Felizmente, ya Carlos Argentino Daneri le habla para sacarlo de sus
ensoñaciones y permitirle comenzar a olvidar el Aleph. Buscando redimirse de
esa experiencia, se decide a escribir. Sabe que la memoria es otra forma del
olvido y que el lenguaje, imperfecto y lineal como el tiempo, será un reflejo
pálido de la experiencia. Al mismo tiempo, se siente entusiasmado sin animarse
a confesárselo. Recuerda haber visto en el altísimo Aleph lo que habría sido su
vida de haber vivido con la inaccesible y grosera Beatriz Viterbo. Agradece al
destino (y la fatalidad) el que aquello nunca sucediera, el que tuviera que
contentarse con ser simplemente Jorge Luis Borges, un hombre resignado a ser
escritor, nada más.
Primera noche
La joven llegó de
la mano de su padre, el visir. A diferencia de las mujeres precedentes, en sus
ojos había algo que atemorizó al sultán. Un instante, quiso enviarla a
decapitar de inmediato pero se contuvo y decidió escucharla. Algo le decía que
esa joven le ayudaría a olvidar el engaño de su mujer, también su sed de
venganza, sangrienta y nefasta. Así, conoció la historia de Aladino y la
lámpara maravillosa, se estremeció con el relato de Sinbad el marino, se
emocionó con el cuento del príncipe Ahmed y el hada. Cuando terminó de contar
todas sus historias, al cabo de tantas noches, el sultán se sintió redimido,
aquella joven y sus cuentos le habían reconciliado con los demás y consigo
mismo.
El Sultán se
despierta en medio de gritos. Siente el corazón apretado, las lágrimas correr
por sus mejillas. Necesita creer que está soñando, que tanta desgracia no puede
ser cierta. Coge entre sus manos temblorosas el candil e ilumina el rincón de
la habitación. La cabeza de Sherezade se encuentra encima de las demás, sus
ojos entreabiertos parecen condenarlo para siempre por haberse resistido
a escucharla.
Después del
diluvio
Al arca subieron
los osos, las grullas y los perros, también los elefantes, las jirafas, los
chimpancés y los tigres, incluso los ornitorrincos, los dragones de komodo, los
axolotl, los jerbos de orejas largas, las tortugas de galápagos y los perros
komondor. Sin embargo, no subieron los unicornios, las quimeras, los
catoblepas, las arpías, los trolls, las hidras, los íncubos, los kraken y tantos
otros que decidieron quedarse pese a las admoniciones de Noé. La muerte se hizo
silencio, el silencio se hizo olvido y el olvido se hizo imaginación en el
mito. Cuando todos esos seres mitológicos resucitaron ya eran de otra materia,
inmune a las catástrofes y las cóleras divinas.
La verdadera
historia de cenicienta
Dan las doce y se
precipita en salir del baile. En el camino, olvidó el zapatito de cristal que
ya está entre las manos del príncipe. Al día siguiente la obligan a probárselo.

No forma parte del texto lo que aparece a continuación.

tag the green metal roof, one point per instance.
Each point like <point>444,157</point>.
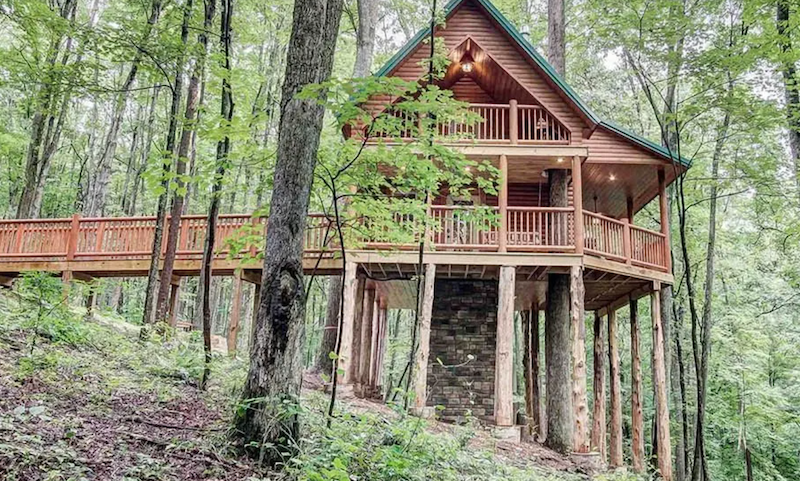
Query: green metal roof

Entre los ¡ay! y los ¡oh!, su padre, sus hermanastras y el príncipe descubren
que ella era la magnífica joven de la velada. Entonces, sube al corcel real y
se pierde en el horizonte soleado. Mientras plancha las camisas, friega el
suelo, baña a sus hijos y escucha los principescos ronquidos que no le dejan
dormir, Cenicienta suspira por su vida de cortesana. Hasta se podría decir que
extraña a sus hermanastras, feas, gordas y malas, aunque siempre solteritas.
Talento
Hice todo tal y
como recomiendan los maestros. Leí y leí a raudales. Leí a los clásicos
universales, los de mi idioma y, cómo no, los de mi país. Casi por asegurarme
de hacer las cosas bien, también leí a quienes ya nadie lee, a quienes tienen
malas críticas, también a quienes el público culto desprecia. Después, dueño de
una sólida cultura, me dediqué a vivir. Conocí a varios escritores, me impregné
de su manera de entender la vida (lo mismo hice con los editores pero, ya que
estos son menos interesantes, fue más bien para tener uno que otro contacto).
Mi vida fue una sucesión de viajes, encuentros breves aunque intensos, me casé
y divorcié varias veces. También hubo alcohol, drogas y putas, cómo no.
Finalmente, cuando consideré que había llegado el momento, me compré un lindo
escritorio en roble, me armé un horario e hice planes, esquemas. Trabajaría por
las mañanas de ocho a doce ininterrumpidamente. Ahora, viejo, solo y arruinado,
todavía no entiendo por qué motivo hasta ahora no he podido empezar la primera
línea.
Creo que empezaré
todo de nuevo.
El escritor menor
Toda mi vida ha
estado consagrada a la literatura. Desde pequeño he leído los clásicos, me he
familiarizado con las grandes epopeyas, me he refugiado en la literatura del
renacimiento, también en la del Siglo de Oro y la de los románticos alemanes.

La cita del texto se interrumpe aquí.